The term "corporate culture" is one that we toss around with about as much thought as "New England liberal" or "Main
Street/Wall Street" or "the poor and disadvantaged." They are catch phrases, now clichés, that we use in a kind of
American lingo to describe vast categories, always subject to subjective interpretation.
But Kent Schwendy, senior vice president of Fuss & O’Neill in Manchester, explained recently what "corporate culture" means to the company that occupies two former Cheney Brothers’ brick buildings.
The Cheneys would still recognize their workplaces.
Mr. Schwendy, an executive who greeted me wearing khaki slacks and a sport shirt unbuttoned at the collar, led me to his office, spare by corporate standards, and housed in the Clark Building, formerly occupied by Clark Paint manufacturers and before that a Cheney building used for machine repair.
He explained the company’s version of "corporate culture," including social equity for all employees; job promotion from within, and respect for and reconstruction of the past.

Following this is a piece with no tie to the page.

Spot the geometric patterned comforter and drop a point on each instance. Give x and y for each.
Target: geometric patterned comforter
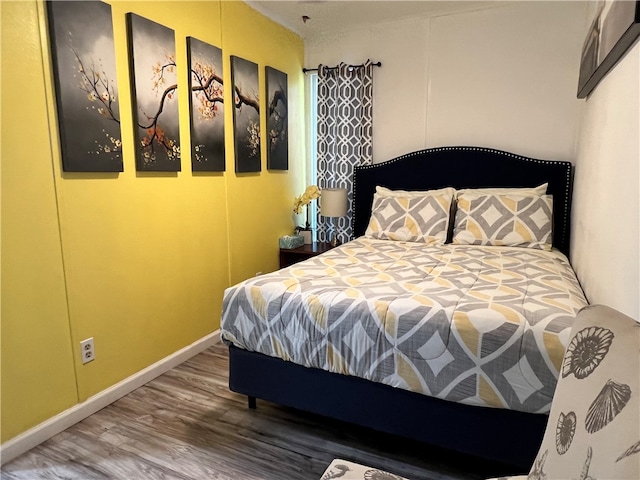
(478, 325)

The company encourages interaction among the so-called "left and right brainers": engineers, artists, historians and environmental scientists all are urged to contribute to idea and design.
"We try to learn things beyond our discipline and learn how things fit together," Mr. Schwendy said. "[With] diversity of skill and educational background, you get a different perspective." He compares modern architects and engineers with the magnificent industry of spiders: the beauty of a cobweb lies in the balance of art and science. Without those elements, a structure may lack aesthetics and appear contrived.

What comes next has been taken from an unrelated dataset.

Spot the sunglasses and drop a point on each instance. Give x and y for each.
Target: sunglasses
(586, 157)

In fact, one of the company’s proudest achievements is the new Armour Academic Center at Westminster School in Simsbury. The campus scale is small with an historic European look; the new building would replace two older and smaller ones that had been built in the 1960s. The challenge was to build something that blended in. Many old trees had to be spared, quite a challenge when the glassed-in atrium was constructed. But at groundbreaking, Mr. Schwendy realized that the architects’ task was successful, when he overheard a woman remark that the structure looked as if it had always been there.
It’s not easy to adapt a modern company to an historic space. Simply wiring for electricity was a chore. Then again, old industrial structures were built with several storys with smaller "footprints." Additionally, they were long and narrow in order to make the best use of natural sunlight. Compare the Wilde Building in Bloomfield, for example, a sprawling campus that is not easily adaptable to anything but corporate use. Older multi-story buildings are easier to retrofit.
Fuss & O’Neill, founded by Hayden Griswold, who worked as a surveyor for the Cheney Brothers in the 1920s, was first
named Griswold & Fuss. Maps dating back to the 1920s are still stored in the company vault. As the company grew, however,
it needed more space. MCC had vacated the Hartford Road HELCO, next to the Clark Building, for a campus off Hillstown Road;
the building was available, convenient, and just across the road from Cheney Hall, ideal for seminars and corporate events.
And the lease was up.
"It had nothing to do with being an historic building," Mr. Schwendy said. "You don’t even think about it until something happens."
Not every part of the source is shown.